October 3, 2023
BEIJING – A group of planners, scientists and engineers in charge of China’s Chang’e 5 robotic lunar mission have received the highest team award from the International Academy of Astronautics.
At the academy’s annual conference on Sunday in Baku, the capital of Azerbaijan, the Chinese team was conferred the 2023 Laurels for Team Achievement Award.
As the academy’s the highest team distinction, the Laurels for Team Achievement Award was created to recognize extraordinary performance and achievement by a team of scientists, engineers and managers in the field of astronautics in order to foster peaceful and international use, according to the Paris-headquartered academy.

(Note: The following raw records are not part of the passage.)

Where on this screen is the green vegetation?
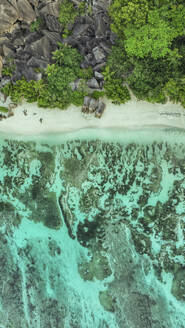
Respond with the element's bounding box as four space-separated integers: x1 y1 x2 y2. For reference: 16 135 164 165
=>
104 0 185 107
0 106 8 113
30 17 43 32
91 90 105 100
59 0 86 38
2 0 185 109
1 44 92 109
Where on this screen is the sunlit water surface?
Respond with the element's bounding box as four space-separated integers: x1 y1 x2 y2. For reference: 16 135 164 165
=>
0 128 185 328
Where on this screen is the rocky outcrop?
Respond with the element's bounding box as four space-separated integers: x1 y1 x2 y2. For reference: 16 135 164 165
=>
0 0 115 115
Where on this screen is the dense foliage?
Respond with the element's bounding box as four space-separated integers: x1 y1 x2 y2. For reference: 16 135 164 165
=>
1 44 92 109
106 0 185 106
2 0 185 108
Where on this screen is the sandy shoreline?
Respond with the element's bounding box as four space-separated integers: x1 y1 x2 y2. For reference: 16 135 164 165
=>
0 93 185 135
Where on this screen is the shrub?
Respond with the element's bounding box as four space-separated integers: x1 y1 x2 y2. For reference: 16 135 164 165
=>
30 17 43 32
104 78 130 104
0 106 8 113
91 90 105 100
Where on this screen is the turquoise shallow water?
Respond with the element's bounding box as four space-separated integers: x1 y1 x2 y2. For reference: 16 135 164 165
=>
0 127 185 328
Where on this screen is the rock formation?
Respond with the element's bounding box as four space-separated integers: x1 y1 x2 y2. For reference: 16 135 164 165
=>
0 0 115 115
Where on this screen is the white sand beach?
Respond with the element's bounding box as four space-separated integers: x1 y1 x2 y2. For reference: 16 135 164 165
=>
0 91 185 135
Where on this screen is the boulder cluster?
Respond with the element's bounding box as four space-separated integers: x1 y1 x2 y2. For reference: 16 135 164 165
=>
0 0 115 117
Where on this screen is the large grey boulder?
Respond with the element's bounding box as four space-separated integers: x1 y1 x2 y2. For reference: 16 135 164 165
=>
87 77 99 89
73 23 89 39
17 0 36 23
30 36 51 58
45 15 61 32
94 15 107 39
40 0 61 17
0 0 19 34
27 57 48 68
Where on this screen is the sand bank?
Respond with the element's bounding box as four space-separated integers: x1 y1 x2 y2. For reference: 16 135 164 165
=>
0 93 185 135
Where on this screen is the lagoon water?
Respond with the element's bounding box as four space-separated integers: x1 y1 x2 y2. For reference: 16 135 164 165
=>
0 127 185 328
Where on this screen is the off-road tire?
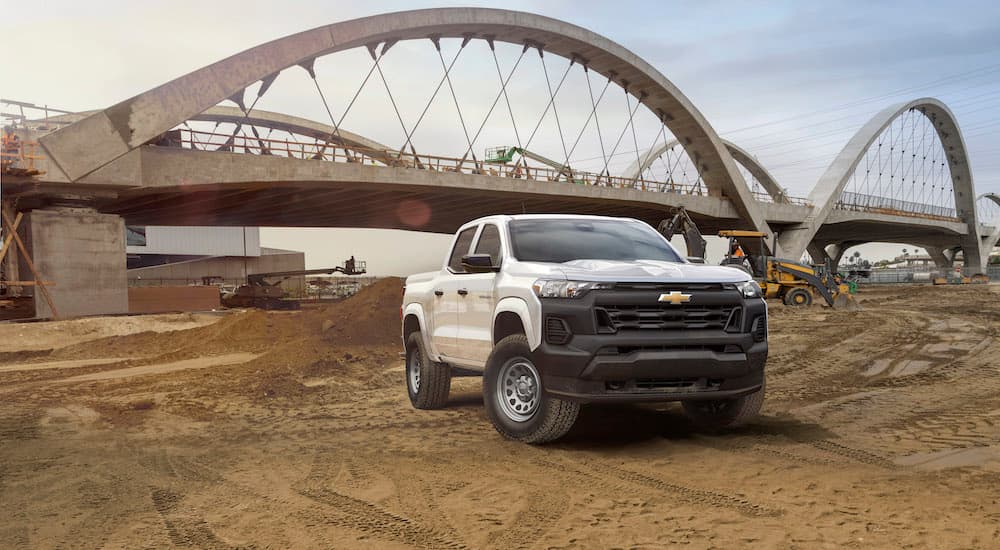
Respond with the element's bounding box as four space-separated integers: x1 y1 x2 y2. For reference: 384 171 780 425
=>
783 288 812 307
483 334 580 444
682 384 764 432
406 331 451 409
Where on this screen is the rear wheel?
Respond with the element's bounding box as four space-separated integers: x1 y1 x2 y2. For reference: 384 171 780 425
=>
406 332 451 409
683 384 764 431
784 288 812 306
483 334 580 443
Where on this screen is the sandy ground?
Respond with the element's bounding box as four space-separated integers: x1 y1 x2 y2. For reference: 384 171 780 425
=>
0 281 1000 548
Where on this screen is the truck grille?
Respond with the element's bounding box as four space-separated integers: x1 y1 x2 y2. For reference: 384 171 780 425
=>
596 304 742 332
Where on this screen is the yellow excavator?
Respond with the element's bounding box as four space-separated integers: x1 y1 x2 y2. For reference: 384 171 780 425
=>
719 229 858 310
657 208 859 310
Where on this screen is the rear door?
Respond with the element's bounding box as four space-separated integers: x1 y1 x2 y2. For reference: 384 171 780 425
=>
430 226 479 357
455 223 503 365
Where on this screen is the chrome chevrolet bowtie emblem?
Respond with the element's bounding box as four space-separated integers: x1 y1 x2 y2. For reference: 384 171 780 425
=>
660 290 691 306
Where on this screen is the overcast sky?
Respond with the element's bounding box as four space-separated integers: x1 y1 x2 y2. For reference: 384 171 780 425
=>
0 0 1000 274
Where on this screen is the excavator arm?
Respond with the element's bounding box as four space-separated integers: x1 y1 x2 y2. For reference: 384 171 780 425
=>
656 207 707 260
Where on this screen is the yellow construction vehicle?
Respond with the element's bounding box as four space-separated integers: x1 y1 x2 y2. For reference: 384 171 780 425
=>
719 230 857 309
657 215 858 310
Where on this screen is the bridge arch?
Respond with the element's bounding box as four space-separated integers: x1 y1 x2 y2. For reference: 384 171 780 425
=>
778 98 983 272
976 193 1000 254
624 138 791 203
40 8 769 237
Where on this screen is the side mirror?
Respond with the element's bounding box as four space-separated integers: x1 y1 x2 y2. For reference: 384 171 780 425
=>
462 254 500 273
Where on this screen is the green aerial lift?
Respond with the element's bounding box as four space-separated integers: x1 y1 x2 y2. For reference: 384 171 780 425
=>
483 145 583 183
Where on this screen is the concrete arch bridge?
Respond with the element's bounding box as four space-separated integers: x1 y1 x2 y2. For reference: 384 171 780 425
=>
4 8 1000 320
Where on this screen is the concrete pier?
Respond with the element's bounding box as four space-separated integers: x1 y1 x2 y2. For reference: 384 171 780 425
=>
18 208 128 318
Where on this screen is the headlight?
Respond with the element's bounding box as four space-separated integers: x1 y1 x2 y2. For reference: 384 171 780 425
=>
736 281 760 298
531 279 612 298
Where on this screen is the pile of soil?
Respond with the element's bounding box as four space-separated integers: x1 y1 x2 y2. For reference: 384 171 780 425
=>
318 277 403 346
29 278 403 397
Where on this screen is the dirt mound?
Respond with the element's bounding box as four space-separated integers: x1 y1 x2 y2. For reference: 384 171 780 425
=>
30 278 403 398
316 277 403 345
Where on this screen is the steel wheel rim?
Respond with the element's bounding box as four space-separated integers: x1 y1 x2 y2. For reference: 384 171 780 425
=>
496 357 542 422
406 349 420 394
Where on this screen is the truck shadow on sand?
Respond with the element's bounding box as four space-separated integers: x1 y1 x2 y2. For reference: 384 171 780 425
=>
558 404 837 450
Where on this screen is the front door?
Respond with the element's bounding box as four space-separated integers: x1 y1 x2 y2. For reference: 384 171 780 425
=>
430 227 478 357
455 223 503 365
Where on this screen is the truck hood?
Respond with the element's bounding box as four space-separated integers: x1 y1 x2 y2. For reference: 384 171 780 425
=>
555 260 750 283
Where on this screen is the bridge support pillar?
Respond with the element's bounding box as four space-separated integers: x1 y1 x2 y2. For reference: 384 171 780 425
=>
806 241 836 265
962 242 990 274
924 246 955 269
18 207 128 318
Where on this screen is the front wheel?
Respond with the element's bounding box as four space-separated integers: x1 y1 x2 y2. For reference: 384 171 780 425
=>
483 334 580 443
682 384 764 431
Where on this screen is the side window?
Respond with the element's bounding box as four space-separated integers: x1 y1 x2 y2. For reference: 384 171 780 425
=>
476 224 500 265
448 227 476 273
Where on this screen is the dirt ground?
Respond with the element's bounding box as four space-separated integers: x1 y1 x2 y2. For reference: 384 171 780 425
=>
0 280 1000 548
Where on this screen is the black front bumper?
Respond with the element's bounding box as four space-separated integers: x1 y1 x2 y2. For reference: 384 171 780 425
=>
534 293 767 402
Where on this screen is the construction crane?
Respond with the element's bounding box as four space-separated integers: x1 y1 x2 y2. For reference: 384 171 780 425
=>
719 229 858 310
222 256 367 310
656 211 857 309
484 145 574 181
656 206 707 262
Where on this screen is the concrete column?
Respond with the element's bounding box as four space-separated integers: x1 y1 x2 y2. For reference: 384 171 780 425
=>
19 208 128 318
795 241 837 267
0 201 21 296
924 246 955 269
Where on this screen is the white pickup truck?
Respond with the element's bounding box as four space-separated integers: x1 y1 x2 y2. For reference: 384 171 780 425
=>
401 215 767 443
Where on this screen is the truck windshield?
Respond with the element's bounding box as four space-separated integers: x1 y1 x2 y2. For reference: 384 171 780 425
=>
510 219 683 263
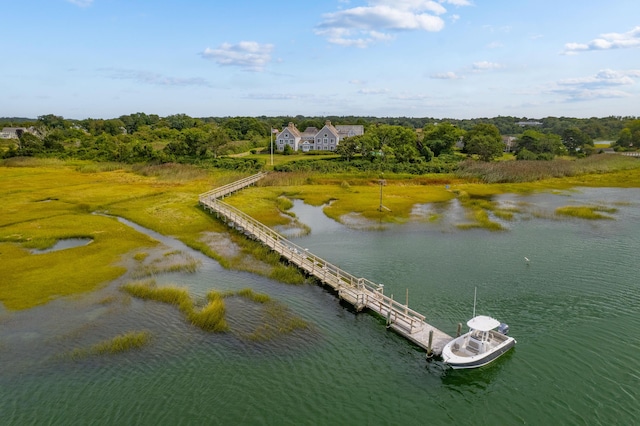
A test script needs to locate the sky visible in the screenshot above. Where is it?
[0,0,640,119]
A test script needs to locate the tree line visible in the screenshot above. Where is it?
[0,112,640,173]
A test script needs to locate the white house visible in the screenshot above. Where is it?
[0,127,29,139]
[276,120,364,152]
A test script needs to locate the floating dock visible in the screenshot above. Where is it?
[199,172,453,356]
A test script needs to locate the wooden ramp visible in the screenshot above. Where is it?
[199,173,452,356]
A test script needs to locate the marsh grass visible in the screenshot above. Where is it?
[121,280,229,333]
[133,251,149,262]
[131,251,202,279]
[235,288,309,341]
[246,302,309,341]
[456,191,518,231]
[236,288,271,303]
[69,331,151,359]
[456,154,640,183]
[556,206,618,220]
[132,163,209,181]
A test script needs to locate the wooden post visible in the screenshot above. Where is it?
[427,330,433,358]
[404,287,409,315]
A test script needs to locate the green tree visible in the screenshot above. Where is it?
[615,120,640,149]
[562,127,593,155]
[336,136,362,161]
[203,124,230,158]
[516,129,567,158]
[422,122,464,157]
[464,123,504,161]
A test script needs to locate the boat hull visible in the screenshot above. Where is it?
[442,338,516,369]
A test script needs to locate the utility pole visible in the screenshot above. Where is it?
[378,173,391,211]
[269,127,273,166]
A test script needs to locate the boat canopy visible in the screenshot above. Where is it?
[467,315,500,331]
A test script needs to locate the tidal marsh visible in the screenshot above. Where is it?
[68,331,151,359]
[556,206,618,220]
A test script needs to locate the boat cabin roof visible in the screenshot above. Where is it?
[467,315,500,331]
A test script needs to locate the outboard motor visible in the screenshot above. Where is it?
[498,322,509,336]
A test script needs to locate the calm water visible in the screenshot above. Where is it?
[0,189,640,425]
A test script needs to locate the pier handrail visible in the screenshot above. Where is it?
[200,173,425,322]
[199,172,451,353]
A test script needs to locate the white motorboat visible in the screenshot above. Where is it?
[442,315,516,369]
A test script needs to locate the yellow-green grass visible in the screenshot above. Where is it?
[121,280,229,332]
[232,288,309,341]
[243,152,339,169]
[0,158,270,310]
[226,180,455,226]
[69,331,151,359]
[556,206,618,220]
[236,288,271,303]
[0,156,640,309]
[131,251,202,279]
[0,213,156,310]
[246,301,309,341]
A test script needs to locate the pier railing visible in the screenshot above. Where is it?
[199,173,450,352]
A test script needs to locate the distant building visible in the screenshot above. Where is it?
[516,121,542,127]
[276,120,364,152]
[0,127,29,139]
[502,136,516,152]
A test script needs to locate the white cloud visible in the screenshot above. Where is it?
[431,71,462,80]
[358,89,389,95]
[430,61,505,80]
[67,0,93,7]
[558,69,640,87]
[441,0,471,6]
[315,0,469,48]
[550,69,640,101]
[202,41,273,71]
[101,68,211,87]
[562,26,640,55]
[473,61,504,71]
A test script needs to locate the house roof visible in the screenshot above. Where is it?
[335,124,364,137]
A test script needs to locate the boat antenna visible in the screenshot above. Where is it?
[471,287,478,318]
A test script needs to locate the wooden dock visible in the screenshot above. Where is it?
[199,173,452,356]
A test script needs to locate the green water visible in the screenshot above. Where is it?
[0,189,640,425]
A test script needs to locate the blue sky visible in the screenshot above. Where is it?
[0,0,640,119]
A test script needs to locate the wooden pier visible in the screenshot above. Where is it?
[199,173,452,356]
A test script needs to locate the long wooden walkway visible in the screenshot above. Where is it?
[200,173,452,355]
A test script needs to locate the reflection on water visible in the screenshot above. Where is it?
[31,238,93,254]
[0,188,640,425]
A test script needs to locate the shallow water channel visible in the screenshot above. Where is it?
[0,188,640,425]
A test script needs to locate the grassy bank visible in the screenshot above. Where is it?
[0,155,640,310]
[69,331,151,359]
[0,158,304,310]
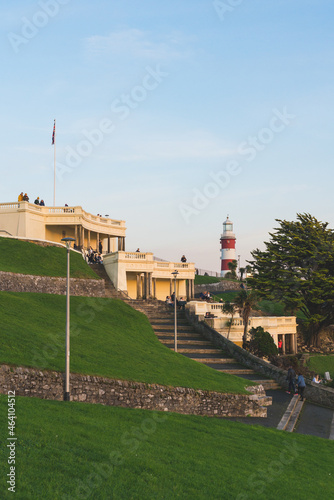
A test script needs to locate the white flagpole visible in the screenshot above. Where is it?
[53,119,56,207]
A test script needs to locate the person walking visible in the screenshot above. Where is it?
[297,373,306,401]
[287,365,296,394]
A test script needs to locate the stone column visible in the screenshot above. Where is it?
[145,273,152,299]
[186,280,191,301]
[140,273,147,299]
[137,274,142,299]
[118,236,125,252]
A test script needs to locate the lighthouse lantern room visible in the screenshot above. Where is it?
[220,216,236,276]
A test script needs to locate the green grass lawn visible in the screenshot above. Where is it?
[0,237,100,279]
[0,292,251,393]
[307,355,334,378]
[0,396,334,500]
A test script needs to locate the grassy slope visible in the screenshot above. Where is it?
[308,355,334,378]
[0,292,251,393]
[0,396,334,500]
[0,237,100,279]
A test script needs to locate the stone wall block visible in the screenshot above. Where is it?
[0,365,267,417]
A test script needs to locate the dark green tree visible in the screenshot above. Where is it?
[227,260,238,278]
[247,214,334,345]
[234,290,257,349]
[249,326,278,357]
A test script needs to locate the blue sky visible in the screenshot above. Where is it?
[0,0,334,271]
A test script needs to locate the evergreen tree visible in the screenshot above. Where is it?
[248,214,334,345]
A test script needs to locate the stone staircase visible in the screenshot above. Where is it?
[90,264,280,390]
[131,301,280,390]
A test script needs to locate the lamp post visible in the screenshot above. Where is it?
[61,238,75,401]
[172,269,179,352]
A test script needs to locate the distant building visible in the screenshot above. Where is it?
[186,301,297,354]
[220,216,236,277]
[0,201,195,300]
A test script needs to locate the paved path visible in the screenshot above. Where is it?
[118,301,334,439]
[228,389,291,429]
[294,401,333,439]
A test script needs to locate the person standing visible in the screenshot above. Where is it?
[297,373,306,401]
[287,365,296,394]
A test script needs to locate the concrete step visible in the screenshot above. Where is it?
[217,368,255,375]
[277,394,299,431]
[150,322,194,337]
[166,348,219,361]
[160,339,211,349]
[154,329,202,340]
[285,396,305,432]
[165,350,226,354]
[254,379,281,391]
[190,358,237,365]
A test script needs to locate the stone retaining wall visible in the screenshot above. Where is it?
[0,271,105,297]
[186,312,334,409]
[0,365,271,417]
[195,281,241,293]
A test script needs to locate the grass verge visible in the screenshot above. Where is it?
[0,396,334,500]
[0,237,100,279]
[0,292,252,393]
[307,355,334,378]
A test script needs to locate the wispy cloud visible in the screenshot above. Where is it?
[85,28,190,61]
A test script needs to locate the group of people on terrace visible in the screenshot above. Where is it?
[85,246,103,264]
[165,292,187,309]
[199,292,212,302]
[18,191,45,207]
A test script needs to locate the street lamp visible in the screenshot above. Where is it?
[172,269,179,352]
[61,238,75,401]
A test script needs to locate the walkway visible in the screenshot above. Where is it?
[92,270,334,440]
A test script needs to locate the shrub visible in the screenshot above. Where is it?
[249,326,278,357]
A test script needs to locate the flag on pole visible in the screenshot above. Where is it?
[51,120,56,146]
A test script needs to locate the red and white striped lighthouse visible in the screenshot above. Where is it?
[220,216,236,276]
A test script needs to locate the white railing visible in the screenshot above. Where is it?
[125,252,146,260]
[0,201,125,227]
[0,202,20,210]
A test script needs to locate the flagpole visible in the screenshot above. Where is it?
[53,119,56,207]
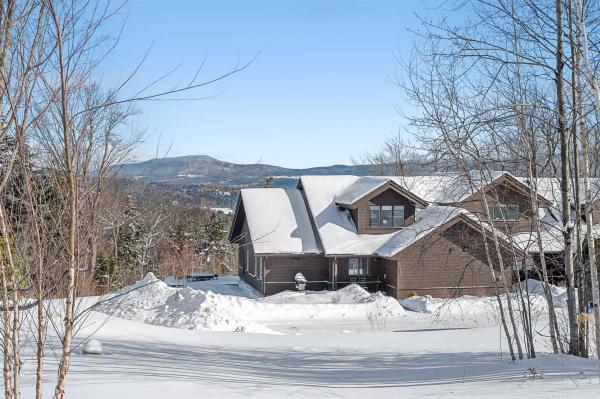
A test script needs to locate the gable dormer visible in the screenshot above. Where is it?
[454,172,552,234]
[336,177,428,234]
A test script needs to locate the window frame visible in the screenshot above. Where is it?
[367,203,406,229]
[348,258,369,277]
[487,202,520,222]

On the certificate awarded to the Chinese team, the academy wrote that during the 23-day mission, the Chang’e-5 team successfully completed the complex mission which included a rocket launch, lunar-Earth transfer, lunar sampling, lunar surface takeoff, rendezvous and docking, sample transfer, skip re-entry and many other processes, and obtained two types of lunar samples. It noted the Chinese team has made outstanding contributions to mankind’s lunar and deep-space exploration.
Hu Hao, chief designer of the Chang’e 5 mission and a senior planner at the China National Space Administration, said at the award-issuance ceremony that he hopes more scientists and engineers from the international space community could take part in China’s lunar exploration projects.
He said the samples retrieved by the Chang’e 5 probe will soon be open to foreign researchers.
One of the world’s most notable space activities in 2020, the Chang’e 5 robotic mission was launched in November 2020. It was China’s first lunar sample-returning mission and one of its most sophisticated and challenging space endeavors. The landmark mission returned 1,731 grams of rocks and soil back to Earth on Dec 17, 2020, presenting the first lunar substances to humans since the Apollo era.
Before the Chang’e 5, China had deployed two landing craft and two rovers on the moon. The Yutu 2 of the Chang’e 4 mission is still operating on the moon to this day, and continues to send data and images back, remaining as the longest-working lunar rover of all times.